Ваня. Щенок, слабак, зассанец. Как я вас, уроды, ненавижу. Ссыкуны драные! Как на войне с такими расправлялся, так и здесь буду. Я тебе этого никогда не прощу, понял? И вот когда я выйду, тогда держись у меня, падла. Все тебе припомню.
Ваня вроде бы успокаивается. Но это только вроде бы. На самом деле, он как хищник, ждет подходящего момента для удара. Дима ложится, поворачивается спиной к Ване. Через несколько мгновений тот со страшным криком бросается на Диму, пуская в ход все свои конечности.
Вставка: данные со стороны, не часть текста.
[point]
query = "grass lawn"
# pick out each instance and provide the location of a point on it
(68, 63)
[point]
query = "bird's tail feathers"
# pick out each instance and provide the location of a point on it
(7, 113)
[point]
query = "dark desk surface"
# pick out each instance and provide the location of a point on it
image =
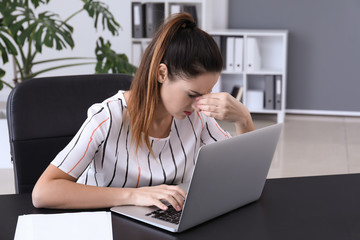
(326, 207)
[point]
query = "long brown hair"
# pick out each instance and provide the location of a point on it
(186, 50)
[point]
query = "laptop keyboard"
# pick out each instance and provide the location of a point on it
(170, 215)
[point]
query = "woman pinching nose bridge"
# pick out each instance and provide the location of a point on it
(135, 147)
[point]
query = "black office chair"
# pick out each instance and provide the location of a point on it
(44, 114)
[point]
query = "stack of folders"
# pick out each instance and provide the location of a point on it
(273, 92)
(146, 19)
(232, 51)
(237, 92)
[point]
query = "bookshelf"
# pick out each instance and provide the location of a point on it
(270, 59)
(259, 66)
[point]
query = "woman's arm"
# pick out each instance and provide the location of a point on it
(56, 189)
(223, 106)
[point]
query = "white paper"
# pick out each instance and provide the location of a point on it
(83, 225)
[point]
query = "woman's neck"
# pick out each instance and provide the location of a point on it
(161, 123)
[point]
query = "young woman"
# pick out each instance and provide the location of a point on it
(137, 145)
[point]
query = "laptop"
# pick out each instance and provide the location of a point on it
(228, 174)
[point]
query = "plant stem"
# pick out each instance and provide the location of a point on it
(7, 84)
(58, 67)
(71, 16)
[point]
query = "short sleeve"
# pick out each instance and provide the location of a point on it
(78, 154)
(212, 132)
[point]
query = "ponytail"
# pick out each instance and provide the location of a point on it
(186, 50)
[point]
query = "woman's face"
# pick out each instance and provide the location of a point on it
(179, 95)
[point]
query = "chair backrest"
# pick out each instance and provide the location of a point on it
(44, 114)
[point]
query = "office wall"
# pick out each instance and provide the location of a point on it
(84, 36)
(324, 48)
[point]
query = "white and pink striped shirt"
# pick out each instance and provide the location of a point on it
(102, 153)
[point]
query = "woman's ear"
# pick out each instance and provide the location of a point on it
(162, 73)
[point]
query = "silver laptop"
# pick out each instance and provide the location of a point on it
(228, 174)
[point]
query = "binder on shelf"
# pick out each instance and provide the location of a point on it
(136, 53)
(269, 92)
(230, 45)
(239, 49)
(278, 92)
(154, 16)
(240, 94)
(235, 91)
(137, 20)
(223, 50)
(192, 10)
(253, 55)
(255, 100)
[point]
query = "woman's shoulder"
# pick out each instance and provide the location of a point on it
(112, 105)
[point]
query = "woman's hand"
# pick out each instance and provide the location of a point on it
(225, 107)
(153, 196)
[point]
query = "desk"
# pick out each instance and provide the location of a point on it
(326, 207)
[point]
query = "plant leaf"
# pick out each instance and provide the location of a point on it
(109, 59)
(95, 9)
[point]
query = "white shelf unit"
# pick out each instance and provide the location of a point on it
(139, 44)
(272, 49)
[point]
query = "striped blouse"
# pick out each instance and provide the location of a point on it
(102, 153)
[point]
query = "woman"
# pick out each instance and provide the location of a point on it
(135, 146)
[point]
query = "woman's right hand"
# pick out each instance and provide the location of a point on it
(153, 196)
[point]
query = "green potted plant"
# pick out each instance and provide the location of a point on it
(24, 33)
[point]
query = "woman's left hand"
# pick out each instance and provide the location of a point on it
(223, 106)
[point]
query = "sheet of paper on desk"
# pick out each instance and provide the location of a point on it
(82, 225)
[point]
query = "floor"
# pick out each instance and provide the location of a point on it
(308, 146)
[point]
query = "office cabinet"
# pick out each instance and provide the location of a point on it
(256, 62)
Он бьет Диму по почкам, по лицу куда угодно, лишь бы удары достигали цели. Он продолжает избиение до тех пор, пока Федя, проснувшись от громкого шума, не начинает оттаскивать его от Димы подальше. Ваня, не теряя скорости, переключается на Федю. Тот легким движением блокирует удар Вани, и вот Ваня уже катается по полу, держась за живот.
Федя. Что здесь, вашу мать, творится?
Дима. (Сидит, согнувшись в три погибели.) Не знаю я Говорили чего-то А я только спать улегся, так он как наскочит со спины
Федя. А он по-другому не умеет. Он и на войне так чеченов: сзади обойдет, и нож в спину. Он никогда напрямую не дерется, поверь, война этому учит. Там нельзя вперед грудью, первую же пулю поймаешь.